Numerous projects in various stages of completion litter the complex, which measures thousands of square feet. Graves proudly shows a visitor a recently refurbished airplane engine.
It’s paradise for those who like to get their hands dirty.
But Graves’ oil-drenched playground may soon become a political liability for the four-term lawmaker, who is facing his toughest re-election battle yet. Rural Northwestern Missouri residents are beginning to grumble about his sanctuary’s proximity to a federally financed airport, which currently is being renovated to the tune of $750,000. The critics’ contention: that the lawmaker and his friends are among the few people who are directly benefiting from the federal largess.
An official at the Gould Peterson Municipal Airport declined to return phone calls during the past several days, but one Gould Peterson pilot confirmed that just two airplanes based there are used full-time for commercial purposes. The local pilot estimated that the remaining aircraft, including those owned by the Congressman, are used about half of the time for personal reasons — an issue that is drawing growing scrutiny to Graves, who has never encountered substantial political opposition as an incumbent but now faces a spirited challenge from former Kansas City Mayor Kay Barnes (D).

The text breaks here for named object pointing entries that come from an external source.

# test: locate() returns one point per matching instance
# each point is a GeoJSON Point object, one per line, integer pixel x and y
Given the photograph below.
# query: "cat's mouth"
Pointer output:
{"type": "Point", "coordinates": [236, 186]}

The airport sits on land once owned by Graves’ family, but currently controlled by the town. It abuts the Graves’ family farm, a commercial operation partially owned by the lawmaker and run full-time by his younger brother, Danny Graves. Although the lawmaker has ceded much of the day-to-day control to his brother, the Congressman maintains his hangar on the far reaches of his family’s plot, just steps from the publicly owned tarmac. Graves’ spokesman Jason Klindt defended the arrangement with the town, which dates back to the 1940s.
“Gould-Peterson [Municipal] Airport receives its fair share from the aviator use fees like any other airport,” Klindt said. “The people of Atchison County shouldn’t be punished because the 6th district Congressman is from their home county. This airport was built on 71 acres of land owned by the Graves family, named after the Graves family and with a permanent easement for the Graves family.”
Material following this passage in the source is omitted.